Ralph Coleman v. Arnold Schwarzenegger
This text of 428 F. App'x 743 (Ralph Coleman v. Arnold Schwarzenegger) is published on Counsel Stack Legal Research, covering Court of Appeals for the Ninth Circuit primary law. Counsel Stack provides free access to over 12 million legal documents including statutes, case law, regulations, and constitutions.
Opinion
MEMORANDUM **
California government officials challenge two post-judgment district court orders requiring an increase in the rate of admission from five to ten inmatepatients per week in two intermediate mental health care facilities at the Salinas Valley State Prison Psychiatric Program. The two October 2010 orders at issue required that inmates be admitted until the two 58-bed facilities reached full capacity.
Plaintiffs move to dismiss as moot because the facilities became fully occupied as of February 2011 and defendants have thereby complied with the orders they appeal. We deny plaintiffs’ motion because the challenged action is capable of repetition, yet evading review. See Enyart v. Nat’l Conference of Bar Examiners, Inc., 630 F.3d 1153, 1159-60 (9th Cir.2011). That the plaintiff class in this longstanding and ongoing litigation has requested an order to accelerate admissions at a similar rate in another mental health facility supports a “reasonable expectation that the same complaining party would be subjected to the same action again,” Weinstein v. Bradford, 423 U.S. 147, 149, 96 S.Ct. 347, 46 L.Ed.2d 350 (1975) (per curiam), and that such a controversy would be “in the ordinary course of affairs ... very likely to escape review.” Joyner v. Mofford, 706 F.2d 1523, 1527 (9th Cir.1983). Plaintiffs’ motion to dismiss as moot is therefore denied.
Defendants contend that the orders violate the Prison Litigation Reform Act (“the Act”), 18 U.S.C. § 3626, by imposing prospective relief beyond what is necessary to vindicate plaintiffs’ federal rights. 1 We decline to decide whether the Act applies to the two orders at issue because its requirements are satisfied in any event. The district court expressly relied in its orders on the expansive record in this case, spanning over two decades and thousands of entries. This record contains ample evidence of the unconstitutional conditions under which the over 400 seriously mentally ill inmates in the plaintiff class languished, as defendants repeatedly failed to comply with the district court’s previous orders to provide them with the necessary inpatient hospital care. That two inmate-patients committed suicide while awaiting transfer to the mental health facilities is among the many facts that collectively are more than sufficient to demonstrate that plaintiffs “have suffered, or will imminently suffer, actual harm.” Lewis v. Casey, *745 518 U.S. 343, 349, 116 S.Ct. 2174, 135 L.Ed.2d 606 (1996).

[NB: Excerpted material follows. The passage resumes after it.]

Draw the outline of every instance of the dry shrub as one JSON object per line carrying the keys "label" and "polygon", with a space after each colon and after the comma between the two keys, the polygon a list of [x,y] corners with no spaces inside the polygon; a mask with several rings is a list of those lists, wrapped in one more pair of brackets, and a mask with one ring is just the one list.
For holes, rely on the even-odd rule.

By ordering accelerated admissions to the mental health facilities, the district court has not “enmeshed [itself] in the minutiae of prison operations” beyond what is necessary to vindicate plaintiffs’ federal rights. Id. at 362, 116 S.Ct. 2174 (quoting Bell v. Wolfish, 441 U.S. 520, 562, 99 S.Ct. 1861, 60 L.Ed.2d 447 (1979)). Nor, in view of the lengthy and detailed record in this case, could “the same vindication of federal rights ... have been achieved with less involvement by the court in directing the details of defendants’ operations.” Armstrong v. Schwarzenegger, 622 F.3d 1058, 1071 (9th Cir.2010). In sum, we conclude that in imposing the accelerated admissions rate, the district court complied fully with the Act’s requirements that prospective relief be “narrowly drawn, extend[ ] no further than necessary to correct the violation of the Federal right,” and be accomplished by “the least intrusive means necessary to correct the violation of the Federal right.” § 3626(a)(1).
Accordingly, the two orders below are AFFIRMED.
Edmund G. Brown, Jr. is substituted for his predecessor, Arnold Schwarzenegger, as Governor of the State of California. Fed. R.App. P. 43(c)(2).
. Plaintiffs contend that defendants failed to preserve their challenge under the Act by neglecting to raise such an argument below. We reject plaintiffs’ waiver contention because the instant appeal constitutes defendants’ first opportunity to challenge both district court orders on the merits.